Claire’s studio and ended the day at Sapphire Productions. Which boasted no sapphire and no productions.

  “I’m between shows,” they were told by Ellis Goodman, who was Sapphire Productions. He didn’t even have a secretary. He had a desk, a chair, a sofa, a coffee table. Lots of copies of Daily Variety and The Hollywood Reporter were lying around. He had a telephone with no extension, and that was it, except for a beat-up refrigerator he had bought for thirty bucks from a movie company next door which had just gone out of business.
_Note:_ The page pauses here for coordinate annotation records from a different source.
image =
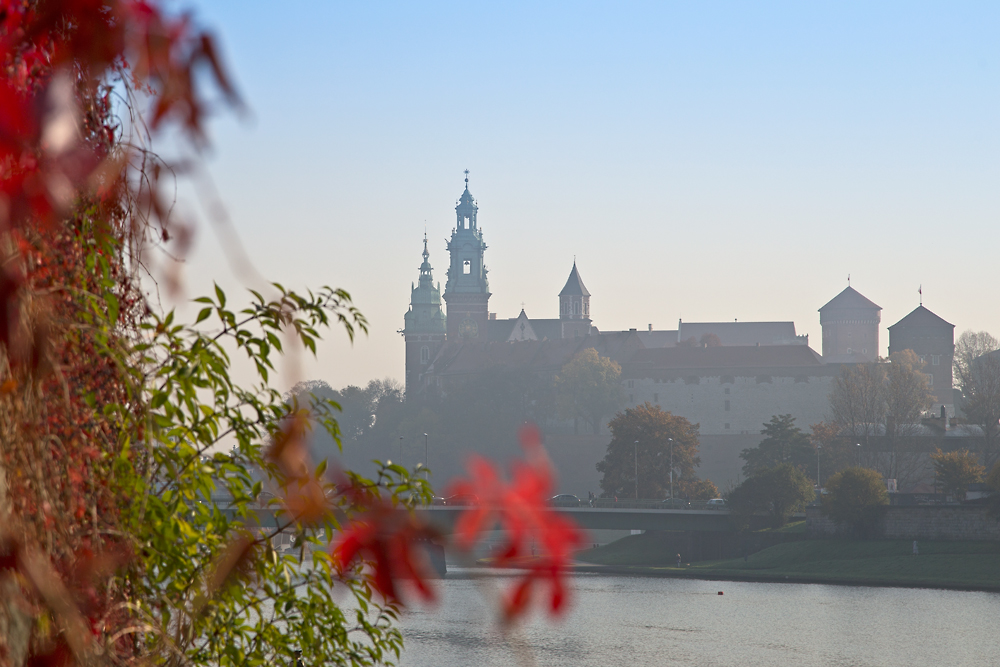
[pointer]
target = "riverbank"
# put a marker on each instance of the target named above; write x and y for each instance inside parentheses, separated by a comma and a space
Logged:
(952, 565)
  He was nearly seventy years of age but had frenetic darting eyes which made him seem younger. His hair was dyed black but the roots were showing. If tiny actors didn’t buy their wardrobes from production companies, Ellis Goodman did. There just weren’t as many tiny actors these days, so his maroon blazer hung on him like a cloak. Alterations didn’t come with the wardrobe. And he was “between shows.”

  “Look, I don’t really know this guy Lloyd!” he said. “Sure he gets people to call here, sure! But I don’t really know him! What did he do, anyway?”

  “Nothing illegal that we know of,” Martin Welborn said. “We’d just like to talk to him.”

  He sat down behind the desk and said, “You wanna drink? I don’t know whether cops drink on duty in real life or not? I don’t know nothing outside a the movies. Been in the business forty-eight years.”

  “We drink outside the movies,” Al Mackey said.

  He hardly had the words out before Ellis Goodman ran to the trashed and paint-sprayed refrigerator that had obviously been used on a movie set for “atmosphere.” Inside the refrigerator was half a bottle of orange juice, two bottles of Perrier, one lemon, two cans of beer, and a box of animal crackers.

  “What’ll ya have? Beer?” Ellis Goodman asked hopefully, holding up the two cans.

  While the detectives drank their beer, Ellis Goodman nervously said, “Whatever Lloyd did, I don’t know nothing about it. I only know movies. I been a production manager, assistant producer, associate producer, producer, and executive producer on seventy-three movies in my time. Seventy-three! That Lloyd was bad news. I never shoulda let him talk me into helping him out. What’d he do?”

  “How did you help him out?” Al Mackey asked.